Wie geht es weiter in der europäischen Flüchtlingsfrage?
Weber: Zwar sind die Außengrenzen inzwischen relativ sicher. In der Ägäis kommen kaum mehr Menschen an. Aber die Sorge, dass sich die Flüchtlingskrise wiederholen könnte, bleibt. Wir müssen zwei Seiten zusammenbringen: Die EU muss ihre Grenzen mit allen Mitteln sichern. Nicht Schlepperbanden oder die Mafia entscheiden, wer nach Europa kommt, sondern der Staat entscheidet. Mit der gleichen Entschiedenheit sage ich aber auch: Europa ist ein Kontinent der Humanität, den wir nicht komplett abriegeln können. Wir müssen aus den Flüchtlingslagern bestimmte Kontingente in Europa aufnehmen und versorgen. Ich möchte weiter hilfsbereit sein und ich bin zutiefst überzeugt, dass auch die Mehrheit der Europäer zu Hilfe bereit ist.

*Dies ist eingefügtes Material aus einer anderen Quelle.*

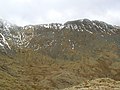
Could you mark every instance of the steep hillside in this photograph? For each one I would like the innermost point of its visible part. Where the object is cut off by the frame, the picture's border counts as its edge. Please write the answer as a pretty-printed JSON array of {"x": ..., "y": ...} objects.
[{"x": 57, "y": 56}]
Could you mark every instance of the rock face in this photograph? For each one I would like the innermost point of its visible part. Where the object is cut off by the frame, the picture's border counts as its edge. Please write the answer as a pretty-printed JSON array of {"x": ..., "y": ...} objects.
[
  {"x": 98, "y": 84},
  {"x": 69, "y": 41}
]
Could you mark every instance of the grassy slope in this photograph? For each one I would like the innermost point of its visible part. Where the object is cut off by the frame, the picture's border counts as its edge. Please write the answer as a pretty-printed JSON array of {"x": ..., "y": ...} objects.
[{"x": 29, "y": 70}]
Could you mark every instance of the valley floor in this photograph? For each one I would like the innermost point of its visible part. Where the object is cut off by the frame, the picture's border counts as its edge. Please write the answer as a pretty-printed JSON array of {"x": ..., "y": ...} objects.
[{"x": 33, "y": 71}]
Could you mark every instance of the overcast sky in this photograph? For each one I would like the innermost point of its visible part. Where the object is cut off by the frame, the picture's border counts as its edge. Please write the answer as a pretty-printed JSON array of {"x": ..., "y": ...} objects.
[{"x": 22, "y": 12}]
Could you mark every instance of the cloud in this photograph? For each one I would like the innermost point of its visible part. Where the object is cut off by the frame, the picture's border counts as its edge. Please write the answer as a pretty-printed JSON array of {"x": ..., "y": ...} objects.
[{"x": 24, "y": 12}]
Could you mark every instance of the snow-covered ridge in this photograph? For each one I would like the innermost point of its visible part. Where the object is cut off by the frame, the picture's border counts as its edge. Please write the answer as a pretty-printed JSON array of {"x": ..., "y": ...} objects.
[{"x": 48, "y": 34}]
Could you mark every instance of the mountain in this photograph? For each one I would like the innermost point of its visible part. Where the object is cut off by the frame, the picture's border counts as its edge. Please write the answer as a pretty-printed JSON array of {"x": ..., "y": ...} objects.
[
  {"x": 57, "y": 56},
  {"x": 69, "y": 41}
]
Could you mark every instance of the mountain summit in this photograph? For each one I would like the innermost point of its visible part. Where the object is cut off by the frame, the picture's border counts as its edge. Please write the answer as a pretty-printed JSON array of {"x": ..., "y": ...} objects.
[
  {"x": 66, "y": 41},
  {"x": 57, "y": 56}
]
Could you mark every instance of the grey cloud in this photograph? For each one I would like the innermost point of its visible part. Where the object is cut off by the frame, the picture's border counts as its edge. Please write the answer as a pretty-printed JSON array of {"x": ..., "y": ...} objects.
[{"x": 46, "y": 11}]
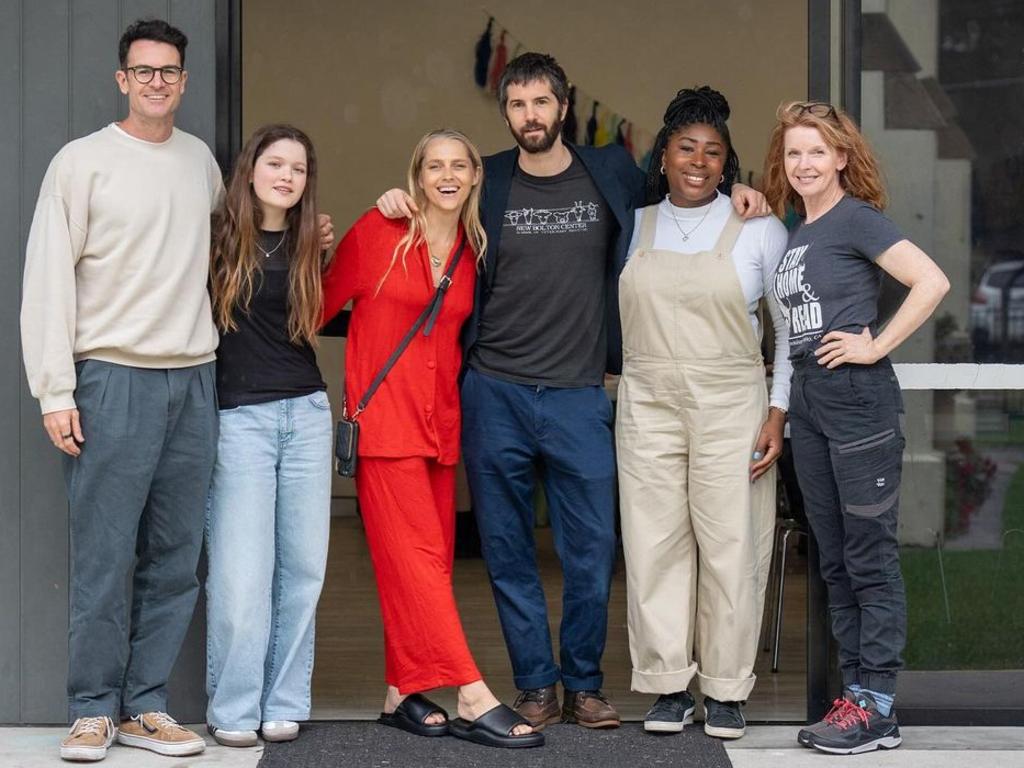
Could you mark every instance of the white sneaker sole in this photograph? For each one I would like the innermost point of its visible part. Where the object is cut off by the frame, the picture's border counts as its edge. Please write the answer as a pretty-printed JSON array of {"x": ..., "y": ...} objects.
[
  {"x": 886, "y": 742},
  {"x": 168, "y": 749},
  {"x": 233, "y": 738},
  {"x": 83, "y": 754},
  {"x": 669, "y": 726},
  {"x": 712, "y": 730},
  {"x": 280, "y": 734}
]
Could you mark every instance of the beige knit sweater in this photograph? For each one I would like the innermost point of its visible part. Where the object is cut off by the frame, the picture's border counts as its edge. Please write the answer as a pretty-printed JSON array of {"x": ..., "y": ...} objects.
[{"x": 118, "y": 258}]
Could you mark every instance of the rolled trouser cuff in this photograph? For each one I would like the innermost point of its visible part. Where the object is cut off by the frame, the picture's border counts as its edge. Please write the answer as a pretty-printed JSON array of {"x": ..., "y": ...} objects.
[
  {"x": 663, "y": 682},
  {"x": 880, "y": 682},
  {"x": 727, "y": 689}
]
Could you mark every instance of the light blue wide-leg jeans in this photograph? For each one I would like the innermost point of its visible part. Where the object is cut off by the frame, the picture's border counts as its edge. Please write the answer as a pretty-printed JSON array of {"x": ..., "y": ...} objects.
[{"x": 266, "y": 538}]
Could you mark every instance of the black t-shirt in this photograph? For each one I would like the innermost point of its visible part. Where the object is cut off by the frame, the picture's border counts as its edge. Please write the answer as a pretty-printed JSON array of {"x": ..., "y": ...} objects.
[
  {"x": 827, "y": 280},
  {"x": 258, "y": 363},
  {"x": 544, "y": 322}
]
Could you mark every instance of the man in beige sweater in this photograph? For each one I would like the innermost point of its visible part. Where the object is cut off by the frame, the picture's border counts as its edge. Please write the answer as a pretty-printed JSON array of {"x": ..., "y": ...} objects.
[{"x": 119, "y": 347}]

Einer, der die Flüchtlingspolitik der EU stark kritisiert, ist der ungarische Ministerpräsident Viktor Orbán. Warum ging die EVP so spät auf Distanz zu ihm?
Weber: Viktor Orbán war bis zum vergangenen Sommer zwar ein provokanter Politiker, der auch Grenzen ausgetestet hat. Aber er war immer wieder bereit, einen Schritt zurückzugehen und die Rechtslage zu akzeptieren. Das hat sich geändert. Ich habe ihn als einen Politiker erlebt, der nicht mehr bereit ist nachzugeben. Vor wenigen Wochen haben wir Orbán alle Mitgliedsrechte für die EVP entzogen.

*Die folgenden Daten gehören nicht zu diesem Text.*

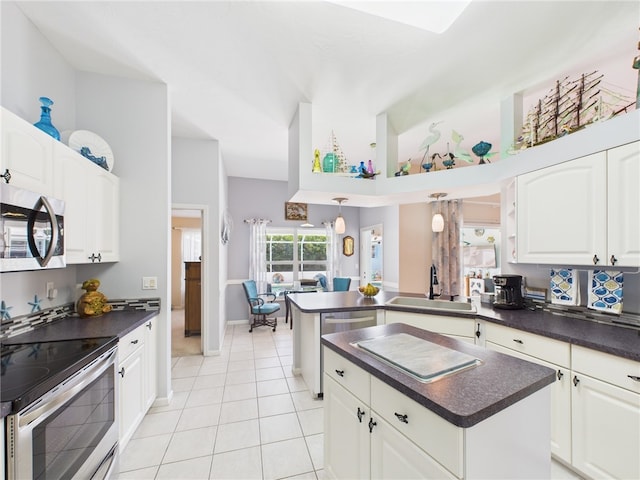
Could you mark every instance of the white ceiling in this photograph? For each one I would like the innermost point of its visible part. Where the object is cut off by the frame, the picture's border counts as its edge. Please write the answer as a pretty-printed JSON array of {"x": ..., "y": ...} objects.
[{"x": 237, "y": 71}]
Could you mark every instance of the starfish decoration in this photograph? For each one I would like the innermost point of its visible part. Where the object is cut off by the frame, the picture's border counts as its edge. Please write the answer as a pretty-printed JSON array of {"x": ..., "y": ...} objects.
[
  {"x": 35, "y": 305},
  {"x": 4, "y": 311}
]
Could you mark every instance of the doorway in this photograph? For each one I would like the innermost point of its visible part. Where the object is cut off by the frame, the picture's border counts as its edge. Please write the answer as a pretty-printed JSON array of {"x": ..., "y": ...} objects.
[
  {"x": 371, "y": 256},
  {"x": 186, "y": 282}
]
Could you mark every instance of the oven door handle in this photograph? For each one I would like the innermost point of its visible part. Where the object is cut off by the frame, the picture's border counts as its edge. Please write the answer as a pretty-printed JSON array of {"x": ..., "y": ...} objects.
[{"x": 89, "y": 374}]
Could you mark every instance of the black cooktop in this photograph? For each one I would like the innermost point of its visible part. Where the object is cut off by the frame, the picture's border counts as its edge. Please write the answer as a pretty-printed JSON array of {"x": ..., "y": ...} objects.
[{"x": 29, "y": 370}]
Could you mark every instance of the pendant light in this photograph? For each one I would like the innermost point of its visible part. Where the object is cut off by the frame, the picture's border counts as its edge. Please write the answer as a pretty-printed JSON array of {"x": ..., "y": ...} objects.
[
  {"x": 437, "y": 222},
  {"x": 340, "y": 226}
]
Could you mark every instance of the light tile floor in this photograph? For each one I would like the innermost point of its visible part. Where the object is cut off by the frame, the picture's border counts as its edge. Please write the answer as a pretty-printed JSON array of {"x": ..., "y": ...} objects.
[{"x": 241, "y": 415}]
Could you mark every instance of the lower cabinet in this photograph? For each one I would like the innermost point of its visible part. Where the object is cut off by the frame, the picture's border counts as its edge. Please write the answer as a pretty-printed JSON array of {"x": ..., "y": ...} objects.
[
  {"x": 595, "y": 410},
  {"x": 460, "y": 328},
  {"x": 136, "y": 377},
  {"x": 372, "y": 430}
]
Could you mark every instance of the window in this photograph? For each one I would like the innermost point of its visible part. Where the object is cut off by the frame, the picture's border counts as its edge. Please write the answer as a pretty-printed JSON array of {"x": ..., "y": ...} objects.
[{"x": 294, "y": 255}]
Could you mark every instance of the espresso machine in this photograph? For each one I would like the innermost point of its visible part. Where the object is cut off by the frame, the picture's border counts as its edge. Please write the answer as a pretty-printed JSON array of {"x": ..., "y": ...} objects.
[{"x": 508, "y": 292}]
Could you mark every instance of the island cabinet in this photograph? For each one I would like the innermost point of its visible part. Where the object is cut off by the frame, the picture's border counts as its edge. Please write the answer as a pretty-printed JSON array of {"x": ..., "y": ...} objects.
[
  {"x": 582, "y": 212},
  {"x": 92, "y": 211},
  {"x": 374, "y": 428},
  {"x": 553, "y": 354},
  {"x": 27, "y": 155},
  {"x": 462, "y": 328}
]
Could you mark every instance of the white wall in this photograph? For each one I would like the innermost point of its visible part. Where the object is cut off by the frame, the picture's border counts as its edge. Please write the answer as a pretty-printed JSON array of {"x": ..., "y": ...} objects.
[{"x": 198, "y": 179}]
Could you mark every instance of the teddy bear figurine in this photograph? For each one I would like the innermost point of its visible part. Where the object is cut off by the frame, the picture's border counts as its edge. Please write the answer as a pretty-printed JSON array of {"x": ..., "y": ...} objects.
[{"x": 92, "y": 303}]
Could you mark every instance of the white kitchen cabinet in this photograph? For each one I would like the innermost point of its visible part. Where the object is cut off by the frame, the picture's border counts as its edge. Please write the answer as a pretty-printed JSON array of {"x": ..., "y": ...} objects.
[
  {"x": 562, "y": 213},
  {"x": 623, "y": 240},
  {"x": 550, "y": 353},
  {"x": 374, "y": 431},
  {"x": 27, "y": 154},
  {"x": 150, "y": 360},
  {"x": 606, "y": 414},
  {"x": 91, "y": 196},
  {"x": 461, "y": 328},
  {"x": 582, "y": 212}
]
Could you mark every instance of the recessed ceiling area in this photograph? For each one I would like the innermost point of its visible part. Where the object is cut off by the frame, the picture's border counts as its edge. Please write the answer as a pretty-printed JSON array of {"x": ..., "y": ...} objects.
[{"x": 237, "y": 71}]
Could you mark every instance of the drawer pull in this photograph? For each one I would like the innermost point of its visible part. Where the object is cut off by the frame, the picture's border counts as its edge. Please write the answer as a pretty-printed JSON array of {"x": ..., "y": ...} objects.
[
  {"x": 371, "y": 425},
  {"x": 401, "y": 417}
]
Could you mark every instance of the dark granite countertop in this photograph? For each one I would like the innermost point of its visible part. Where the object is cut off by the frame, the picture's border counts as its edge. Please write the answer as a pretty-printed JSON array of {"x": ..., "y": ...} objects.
[
  {"x": 616, "y": 340},
  {"x": 112, "y": 324},
  {"x": 464, "y": 398}
]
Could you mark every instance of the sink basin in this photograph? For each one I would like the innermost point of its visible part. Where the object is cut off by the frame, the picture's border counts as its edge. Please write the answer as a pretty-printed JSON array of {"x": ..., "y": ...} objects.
[{"x": 433, "y": 305}]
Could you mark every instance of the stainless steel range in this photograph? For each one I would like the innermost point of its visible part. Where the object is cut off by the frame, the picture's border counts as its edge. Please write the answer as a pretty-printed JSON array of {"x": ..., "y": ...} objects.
[{"x": 63, "y": 408}]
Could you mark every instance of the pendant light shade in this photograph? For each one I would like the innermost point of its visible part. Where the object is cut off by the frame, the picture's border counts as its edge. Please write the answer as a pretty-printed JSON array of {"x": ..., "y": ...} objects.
[
  {"x": 340, "y": 225},
  {"x": 437, "y": 221}
]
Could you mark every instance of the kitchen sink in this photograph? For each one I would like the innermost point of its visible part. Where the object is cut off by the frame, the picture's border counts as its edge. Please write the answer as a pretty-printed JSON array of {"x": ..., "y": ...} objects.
[{"x": 433, "y": 305}]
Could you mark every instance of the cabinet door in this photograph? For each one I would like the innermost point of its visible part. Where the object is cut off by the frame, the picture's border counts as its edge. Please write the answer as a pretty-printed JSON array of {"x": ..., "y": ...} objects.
[
  {"x": 562, "y": 213},
  {"x": 27, "y": 154},
  {"x": 71, "y": 186},
  {"x": 394, "y": 456},
  {"x": 150, "y": 361},
  {"x": 131, "y": 395},
  {"x": 606, "y": 437},
  {"x": 624, "y": 198},
  {"x": 346, "y": 433}
]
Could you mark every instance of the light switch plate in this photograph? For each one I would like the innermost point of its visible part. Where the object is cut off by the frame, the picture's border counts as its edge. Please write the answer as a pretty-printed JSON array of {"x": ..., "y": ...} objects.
[{"x": 149, "y": 283}]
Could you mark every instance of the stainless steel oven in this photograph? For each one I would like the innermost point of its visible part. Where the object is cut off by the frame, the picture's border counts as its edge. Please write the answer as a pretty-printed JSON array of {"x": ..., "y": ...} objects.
[{"x": 70, "y": 431}]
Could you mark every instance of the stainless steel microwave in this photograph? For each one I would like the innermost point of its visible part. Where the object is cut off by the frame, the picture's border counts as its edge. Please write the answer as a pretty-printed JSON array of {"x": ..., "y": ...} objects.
[{"x": 32, "y": 227}]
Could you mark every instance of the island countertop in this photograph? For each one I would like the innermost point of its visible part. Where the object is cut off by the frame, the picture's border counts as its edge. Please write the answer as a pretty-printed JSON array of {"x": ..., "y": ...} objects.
[
  {"x": 464, "y": 398},
  {"x": 608, "y": 338}
]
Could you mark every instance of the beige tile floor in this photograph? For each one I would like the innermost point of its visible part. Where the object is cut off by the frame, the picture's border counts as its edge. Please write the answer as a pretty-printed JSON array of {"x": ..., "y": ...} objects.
[{"x": 241, "y": 415}]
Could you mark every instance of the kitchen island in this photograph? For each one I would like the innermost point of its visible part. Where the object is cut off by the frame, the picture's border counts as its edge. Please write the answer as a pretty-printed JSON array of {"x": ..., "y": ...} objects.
[{"x": 486, "y": 421}]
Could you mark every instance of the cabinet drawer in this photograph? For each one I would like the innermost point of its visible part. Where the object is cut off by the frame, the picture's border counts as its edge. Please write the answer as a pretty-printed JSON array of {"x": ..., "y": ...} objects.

Aber wenn er seinen Kurs nicht ändert – wann fliegt Orbán aus der EVP?
Weber: Wir haben ihn suspendiert, er hat also keinen Einfluss mehr. Das ist ein klares und wichtiges Signal. Die Entscheidung, ob Viktor Orbán in der EVP bleiben kann, trifft Herman van Rompuy, der ehemalige Präsident des Europäischen Rates. Die schwierigere Frage ist doch ohnehin, wie es dann weitergeht. Nehmen Sie das Beispiel Polen. Kaczynski ist in keiner Parteienfamilie mehr, wir haben gar keinen Punkt mehr, an dem wir andocken könnten. Bei ihm muss die EU ihre Sanktionsmöglichkeiten durchsetzen und EU-Gelder einfrieren. Es kann nicht sein, dass Länder, die die Regeln nicht einhalten, weiter Zugang zu den Fördergeldern haben.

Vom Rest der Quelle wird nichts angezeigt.